I tested Friday morning on a pink dye test and the line was darker. Still faint but I didn’t have to squint to see it. It was a little darker again today.

I just went for my follow-up blood test. In the two days since that first phone call, I’ve developed hope. I want to have that little baby who defies the odds, who survives even though they said he/she wouldn’t. I want it to stick. I want it so badly, it hurts. But there are cramps this morning and a bit of red blood when I wipe. It doesn’t look great. Realistically, I am prepared for the worst, but foolishly I’m hoping for the best.

Update:

It’s now Monday. My test results on Saturday showed that my HcG had almost doubled, but that my progesterone was still dangerously low. They’ve started me on progesterone pessaries, to give the baby the best chance possible. I was told to wait 4 days for a blood test this time, so I’m not due back in until Wednesday. I’m so anxious about it. I’ve had occasional shooting pains in my breast, a bloody nose and I’m urinating a lot. But that’s it. Nothing super obvious. When I take the pessaries, I bleed. Today I’ve had some red blood when I wipe and it’s all I can think about.

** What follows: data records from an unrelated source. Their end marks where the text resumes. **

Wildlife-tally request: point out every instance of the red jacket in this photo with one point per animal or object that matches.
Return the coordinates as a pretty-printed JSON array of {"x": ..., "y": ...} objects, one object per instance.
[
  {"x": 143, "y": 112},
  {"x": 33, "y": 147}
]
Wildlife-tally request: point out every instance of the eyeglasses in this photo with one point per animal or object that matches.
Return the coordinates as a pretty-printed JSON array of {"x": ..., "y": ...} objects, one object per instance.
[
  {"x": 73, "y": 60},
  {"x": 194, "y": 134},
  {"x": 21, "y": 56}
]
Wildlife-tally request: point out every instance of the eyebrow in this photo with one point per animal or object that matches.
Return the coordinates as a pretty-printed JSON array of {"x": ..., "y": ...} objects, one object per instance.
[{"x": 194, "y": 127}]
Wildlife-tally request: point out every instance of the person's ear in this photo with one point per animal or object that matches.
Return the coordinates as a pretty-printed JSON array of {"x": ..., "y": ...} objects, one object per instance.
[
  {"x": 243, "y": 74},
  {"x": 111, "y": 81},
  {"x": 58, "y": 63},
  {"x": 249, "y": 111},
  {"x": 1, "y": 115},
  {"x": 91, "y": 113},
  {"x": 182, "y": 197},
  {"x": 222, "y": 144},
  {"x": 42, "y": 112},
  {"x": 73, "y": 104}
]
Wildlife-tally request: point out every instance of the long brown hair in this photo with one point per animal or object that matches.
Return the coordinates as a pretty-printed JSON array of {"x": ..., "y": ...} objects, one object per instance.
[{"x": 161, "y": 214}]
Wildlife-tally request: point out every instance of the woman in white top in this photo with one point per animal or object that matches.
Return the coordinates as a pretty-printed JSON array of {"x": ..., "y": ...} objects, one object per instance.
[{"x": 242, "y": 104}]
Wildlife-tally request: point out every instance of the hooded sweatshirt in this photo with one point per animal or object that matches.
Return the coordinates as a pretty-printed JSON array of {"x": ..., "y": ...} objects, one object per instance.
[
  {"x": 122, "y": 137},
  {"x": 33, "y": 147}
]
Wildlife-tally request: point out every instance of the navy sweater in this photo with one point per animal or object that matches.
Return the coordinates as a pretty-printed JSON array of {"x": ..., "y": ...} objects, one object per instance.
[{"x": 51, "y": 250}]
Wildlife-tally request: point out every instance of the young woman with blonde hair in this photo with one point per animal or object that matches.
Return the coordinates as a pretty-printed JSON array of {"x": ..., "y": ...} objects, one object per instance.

Wednesday seems so far, and even then, there probably won’t be definitive answers. Just more waiting. I just want to know it’s viable. I want it to work out. I downloaded a pregnancy app this morning, and I think allowing myself to be this hopeful is dangerous, but I can’t help myself. I want a baby. I want this baby.

But I don’t think it’s meant to be. There’s red blood and I just don’t think it’s going to last.